La patologización de lo cotidiano

En la actualidad hay una tendencia a ponerle nombre a absolutamente cualquier emoción, pensamiento o conducta que se desvíe de la normalidad. Esto tiene cierta utilidad, y es la economía del lenguaje. En otras palabras, resulta más rápido y sencillo decir "tengo síndrome de la cabaña" que decir "me da una pereza del copón salir de casa a hacer deporte o pasear, y ver todo lleno de gente, además en el sofá estoy muy a gusto".
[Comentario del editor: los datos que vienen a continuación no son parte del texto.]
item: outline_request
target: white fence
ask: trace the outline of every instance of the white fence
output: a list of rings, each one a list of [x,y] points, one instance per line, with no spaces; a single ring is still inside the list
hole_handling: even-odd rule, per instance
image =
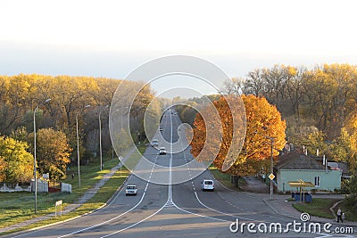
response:
[[[61,183],[61,192],[72,193],[72,185]]]
[[[22,188],[22,187],[19,186],[19,184],[16,184],[15,188],[11,188],[11,187],[8,187],[5,183],[4,183],[2,185],[2,186],[0,187],[0,192],[2,192],[2,193],[12,193],[12,192],[22,192],[22,191],[31,192],[31,185],[29,185],[26,188]]]

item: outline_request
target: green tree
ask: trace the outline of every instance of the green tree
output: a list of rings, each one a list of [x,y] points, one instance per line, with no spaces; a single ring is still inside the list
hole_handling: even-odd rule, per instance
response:
[[[0,136],[0,174],[6,183],[29,182],[33,176],[33,156],[26,142]]]
[[[33,140],[33,134],[29,135]],[[41,174],[49,173],[54,180],[65,178],[67,164],[71,162],[71,148],[64,133],[52,128],[37,133],[37,160]]]

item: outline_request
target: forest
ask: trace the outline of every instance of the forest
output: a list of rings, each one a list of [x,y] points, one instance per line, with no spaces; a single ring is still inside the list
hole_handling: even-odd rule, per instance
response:
[[[98,160],[99,123],[103,154],[112,157],[114,153],[109,135],[109,106],[120,83],[144,86],[141,82],[104,78],[0,76],[0,181],[29,181],[33,176],[34,118],[40,174],[50,172],[54,179],[63,178],[66,168],[71,163],[76,165],[76,119],[80,162],[87,164]],[[143,118],[143,108],[153,97],[150,86],[145,86],[130,109],[130,117]],[[157,111],[154,113],[159,115],[161,107],[155,109]],[[133,124],[131,127],[131,127],[135,132],[134,142],[144,142],[146,139],[144,126]],[[22,172],[16,172],[18,168]]]

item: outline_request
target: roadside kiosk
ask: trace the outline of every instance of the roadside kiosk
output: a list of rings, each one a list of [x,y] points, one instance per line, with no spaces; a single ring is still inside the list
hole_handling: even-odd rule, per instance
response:
[[[315,187],[311,182],[305,182],[303,179],[299,179],[298,181],[289,182],[289,185],[291,187],[298,187],[299,192],[291,193],[291,196],[295,199],[295,201],[303,201],[303,202],[311,202],[312,196],[308,192],[305,192],[306,187]]]

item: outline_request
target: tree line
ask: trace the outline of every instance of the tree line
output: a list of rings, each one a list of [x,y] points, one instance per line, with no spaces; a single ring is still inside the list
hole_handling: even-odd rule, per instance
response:
[[[356,110],[357,66],[323,64],[309,70],[275,65],[255,69],[245,78],[225,82],[221,91],[265,97],[286,119],[288,137],[303,134],[312,126],[324,132],[328,140],[333,140]]]
[[[133,87],[137,87],[137,85],[144,86],[141,82],[105,78],[54,77],[37,74],[0,76],[0,135],[3,145],[9,143],[17,144],[15,147],[19,147],[21,154],[24,154],[23,158],[27,158],[23,160],[31,160],[35,116],[38,141],[37,148],[38,171],[50,172],[56,178],[63,177],[67,165],[70,162],[76,164],[77,150],[73,150],[77,148],[76,118],[79,120],[80,154],[83,159],[81,162],[85,163],[99,153],[100,115],[103,152],[112,156],[108,126],[109,106],[120,83]],[[130,117],[138,118],[140,121],[140,119],[144,118],[143,108],[147,106],[153,96],[150,86],[145,86],[131,107]],[[155,111],[151,113],[159,115],[160,110],[160,106],[155,107]],[[146,138],[143,123],[133,127],[135,127],[131,129],[134,141],[136,143],[145,141]],[[49,130],[44,131],[42,128]],[[54,140],[55,138],[57,140]],[[43,144],[49,141],[52,141],[57,148],[60,148],[61,144],[63,145],[61,152],[57,152],[61,155],[48,152],[55,148],[44,149]],[[4,152],[9,146],[4,145],[0,150]],[[16,151],[17,149],[12,150],[12,155],[16,154]],[[19,158],[19,156],[13,157]],[[9,158],[12,157],[0,154],[0,170],[9,168]],[[62,163],[56,164],[58,160],[62,160]],[[29,166],[29,163],[24,164],[25,167]],[[33,173],[33,168],[28,170]],[[7,178],[3,176],[0,180],[12,180],[9,177],[12,176],[8,176]]]

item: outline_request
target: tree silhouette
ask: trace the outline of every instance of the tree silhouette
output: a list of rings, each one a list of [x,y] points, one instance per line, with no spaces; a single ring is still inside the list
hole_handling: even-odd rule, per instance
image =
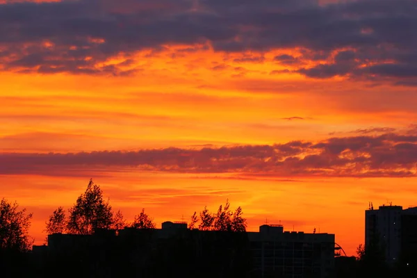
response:
[[[198,229],[202,231],[210,231],[212,229],[214,220],[215,216],[208,212],[207,206],[204,206],[204,209],[200,213],[201,222]]]
[[[359,276],[385,277],[389,272],[386,262],[384,244],[378,233],[365,246],[359,245],[357,250],[359,263]]]
[[[17,202],[9,203],[6,199],[0,202],[0,249],[27,252],[33,243],[28,235],[32,213],[26,208],[19,210]]]
[[[67,215],[64,208],[58,207],[49,215],[49,219],[46,222],[45,231],[47,234],[62,234],[67,230]]]
[[[238,206],[233,214],[231,220],[231,230],[233,231],[246,231],[247,224],[246,219],[242,216],[243,214],[242,208]]]
[[[120,231],[126,226],[126,220],[123,217],[122,211],[117,211],[117,213],[114,215],[111,228],[117,231]]]
[[[222,205],[219,206],[216,214],[210,213],[207,206],[204,206],[204,209],[199,214],[200,223],[198,229],[202,231],[246,231],[247,225],[243,214],[242,208],[240,206],[234,213],[230,211],[229,199],[226,201],[224,207]],[[194,213],[188,227],[195,226],[197,222],[196,213]]]
[[[132,227],[136,229],[155,229],[156,226],[152,219],[145,213],[145,208],[142,208],[140,213],[135,216]]]
[[[197,216],[197,212],[195,211],[194,214],[191,216],[191,221],[188,224],[188,229],[193,229],[196,228],[197,223],[198,222],[198,216]]]
[[[214,219],[213,229],[215,231],[231,231],[232,222],[231,217],[233,213],[230,211],[229,199],[226,201],[224,208],[220,205]]]
[[[100,186],[90,179],[85,192],[70,209],[68,231],[76,234],[92,234],[96,228],[110,228],[112,221],[113,212],[108,200],[103,200]]]

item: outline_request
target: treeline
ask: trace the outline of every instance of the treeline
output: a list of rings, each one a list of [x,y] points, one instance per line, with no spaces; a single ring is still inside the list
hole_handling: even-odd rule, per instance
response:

El problema es que acabamos patologizando situaciones que no son negativas a priori. En consecuencia, todos aquellos que se sienten identificados acaban pensando que algo va mal en ellos, que son bichos raros, o que necesitan ayuda profesional cuando muchas veces no es así.

Es completamente normal sentir un poco de aprensión al pensar en volver a la rutina, sobre todo porque el día a día antes del coronavirus era insostenible para muchos.

Despertarte a las seis de la mañana, ducharte y preparar un tupper, ir a trabajar o a la universidad, llegar a las ocho, pasarte toda la mañana y parte de la tarde frente a un ordenador, comer en cinco minutos porque tienes tareas pendientes, coger el transporte público para volver a casa, llegar a las ocho de la tarde, preparar la comida para el día siguiente y la cena, ver un capítulo de una serie y caer rendido en la cama. ¿Eso es vida? Para nada. Resulta comprensible que muchas personas prefieran la tranquilidad del confinamiento frente al estrés generalizado que dominaba sus vidas previamente a que todo estallase.

¿Existe el síndrome de la cabaña o es simplemente una manera de etiquetar a los que se han dado cuenta de que ya no podían más? A lo mejor lo verdaderamente sano es decir basta y poner por delante nuestra salud mental frente a un ritmo de vida desorbitado.